地球のものはすべて循環していることを無視した考え方が消費ということなんだろう。
"消費者ではなく所有者になろう"
エコ検定で3Rを丸暗記したリデュース・リユース・リサイクルも大切だけど、「所有者になろう」と考えることが、抜本的な着眼点を変えることに繋がるように思えた。
「不在の経営」 管理者と指導者
地域社会の問題に、一人ひとりが対処する。
都市の規模は人口25-35万人がいいらしい。
環境の理念
イヴォンさんは環境について相当勉強されている。
資本主義での大量生産・大量消費のせいで急激に地球環境が破壊されている驚くべき事実・・
自分は1970年代生まれなので、栄養素が失われていた時代にしか生きていないことになる。
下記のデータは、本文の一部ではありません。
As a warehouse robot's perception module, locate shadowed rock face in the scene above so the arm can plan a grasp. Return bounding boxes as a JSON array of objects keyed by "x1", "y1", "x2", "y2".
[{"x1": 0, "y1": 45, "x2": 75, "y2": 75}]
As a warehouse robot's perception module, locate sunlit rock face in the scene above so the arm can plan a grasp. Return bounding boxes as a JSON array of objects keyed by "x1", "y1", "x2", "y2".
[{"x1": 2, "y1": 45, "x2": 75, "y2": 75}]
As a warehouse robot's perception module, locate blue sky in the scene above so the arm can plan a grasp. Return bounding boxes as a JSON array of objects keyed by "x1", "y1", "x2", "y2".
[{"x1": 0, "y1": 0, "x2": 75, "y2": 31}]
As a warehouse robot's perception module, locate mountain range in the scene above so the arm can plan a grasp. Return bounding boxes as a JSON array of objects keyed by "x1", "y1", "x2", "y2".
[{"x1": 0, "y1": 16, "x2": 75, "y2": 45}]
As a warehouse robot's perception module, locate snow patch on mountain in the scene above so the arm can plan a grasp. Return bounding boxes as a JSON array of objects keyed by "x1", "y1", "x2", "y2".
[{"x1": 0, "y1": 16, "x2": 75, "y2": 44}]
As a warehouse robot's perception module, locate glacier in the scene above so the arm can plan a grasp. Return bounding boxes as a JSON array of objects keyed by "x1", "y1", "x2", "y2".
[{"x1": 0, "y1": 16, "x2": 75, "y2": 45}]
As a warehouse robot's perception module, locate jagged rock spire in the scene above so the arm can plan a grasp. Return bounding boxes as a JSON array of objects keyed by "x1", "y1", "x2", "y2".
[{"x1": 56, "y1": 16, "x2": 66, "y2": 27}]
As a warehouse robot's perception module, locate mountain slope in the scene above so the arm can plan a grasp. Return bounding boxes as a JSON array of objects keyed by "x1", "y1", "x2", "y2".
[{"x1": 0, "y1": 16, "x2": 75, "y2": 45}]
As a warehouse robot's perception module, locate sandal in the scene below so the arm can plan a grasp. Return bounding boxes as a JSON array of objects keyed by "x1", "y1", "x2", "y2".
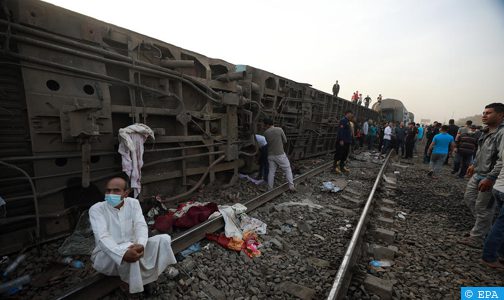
[{"x1": 480, "y1": 259, "x2": 504, "y2": 271}]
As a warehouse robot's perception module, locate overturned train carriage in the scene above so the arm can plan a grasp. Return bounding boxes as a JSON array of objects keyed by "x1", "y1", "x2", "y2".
[{"x1": 0, "y1": 0, "x2": 377, "y2": 253}]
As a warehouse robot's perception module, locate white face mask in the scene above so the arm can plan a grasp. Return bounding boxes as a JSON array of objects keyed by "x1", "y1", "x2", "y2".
[{"x1": 105, "y1": 194, "x2": 122, "y2": 207}]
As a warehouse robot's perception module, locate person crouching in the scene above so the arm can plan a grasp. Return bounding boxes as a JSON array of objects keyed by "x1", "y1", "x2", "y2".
[{"x1": 89, "y1": 177, "x2": 177, "y2": 293}]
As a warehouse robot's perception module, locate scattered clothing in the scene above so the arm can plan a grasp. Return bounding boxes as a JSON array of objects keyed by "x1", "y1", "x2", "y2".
[{"x1": 118, "y1": 123, "x2": 154, "y2": 197}]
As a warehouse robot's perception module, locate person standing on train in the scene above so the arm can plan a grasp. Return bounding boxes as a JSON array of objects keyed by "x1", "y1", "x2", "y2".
[
  {"x1": 333, "y1": 80, "x2": 339, "y2": 98},
  {"x1": 382, "y1": 122, "x2": 392, "y2": 154},
  {"x1": 333, "y1": 110, "x2": 353, "y2": 174},
  {"x1": 263, "y1": 118, "x2": 296, "y2": 192},
  {"x1": 361, "y1": 120, "x2": 369, "y2": 147},
  {"x1": 364, "y1": 95, "x2": 371, "y2": 108}
]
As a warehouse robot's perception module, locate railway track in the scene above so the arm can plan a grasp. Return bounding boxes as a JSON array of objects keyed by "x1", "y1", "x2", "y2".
[{"x1": 56, "y1": 154, "x2": 390, "y2": 299}]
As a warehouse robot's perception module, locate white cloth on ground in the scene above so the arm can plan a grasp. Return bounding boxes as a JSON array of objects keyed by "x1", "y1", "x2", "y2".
[
  {"x1": 118, "y1": 123, "x2": 154, "y2": 197},
  {"x1": 219, "y1": 203, "x2": 247, "y2": 239},
  {"x1": 89, "y1": 198, "x2": 177, "y2": 293},
  {"x1": 268, "y1": 153, "x2": 294, "y2": 189},
  {"x1": 256, "y1": 134, "x2": 268, "y2": 147}
]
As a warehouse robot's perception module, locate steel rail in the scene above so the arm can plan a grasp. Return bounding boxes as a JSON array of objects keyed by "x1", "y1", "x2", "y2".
[
  {"x1": 327, "y1": 151, "x2": 392, "y2": 300},
  {"x1": 56, "y1": 162, "x2": 333, "y2": 300}
]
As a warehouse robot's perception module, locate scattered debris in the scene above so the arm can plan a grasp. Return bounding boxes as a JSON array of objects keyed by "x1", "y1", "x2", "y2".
[{"x1": 320, "y1": 181, "x2": 341, "y2": 193}]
本当にショッキングなことだ。
資本主義経済のベースになるGDP自体の考え方も本当におかしい。
環境配慮をグローバルでするためには、このようなモノサシになる基準をすべて刷新しない限りうまく回らないように思う。
フルコストアカウンティングの考え方、まさに「グレート・リセット」が必要なのだろう。
一貫した環境軸のパタゴニアの経営は環境理念の中に踏襲されている。
これは社員が市民として、地球の生活者として生きることから、企業として社会に、地球に、価値を出すために活動することまで貫かれて、その思想や哲学、他社を動かすリーダーシップまで考え抜かれている。
最後の方のページで印象深かった言葉を引用しておきたい。
どうしても仕事では、「消費者の行動変容」とか「環境ビジネスのために」とか軽はずみな言葉を使ってしまうことが多い。
それらはどれも真理ではなく、見せかけの言葉にすぎない気がした。
自制すること、品質にこだわること、簡素にシンプルを極めること。
今まで自分は"太る成長"の思想で、資本主義の権化のような仕事ばかりしてきたように思った。
その地球への罪の償いが必要だ。
"強くなる成長"のことを真摯に考え続け、行動し続けていきたい。
LET MY PEOPLE GO SURFING
パタゴニア経営のすべて
何度も読み返してみたい1冊になった。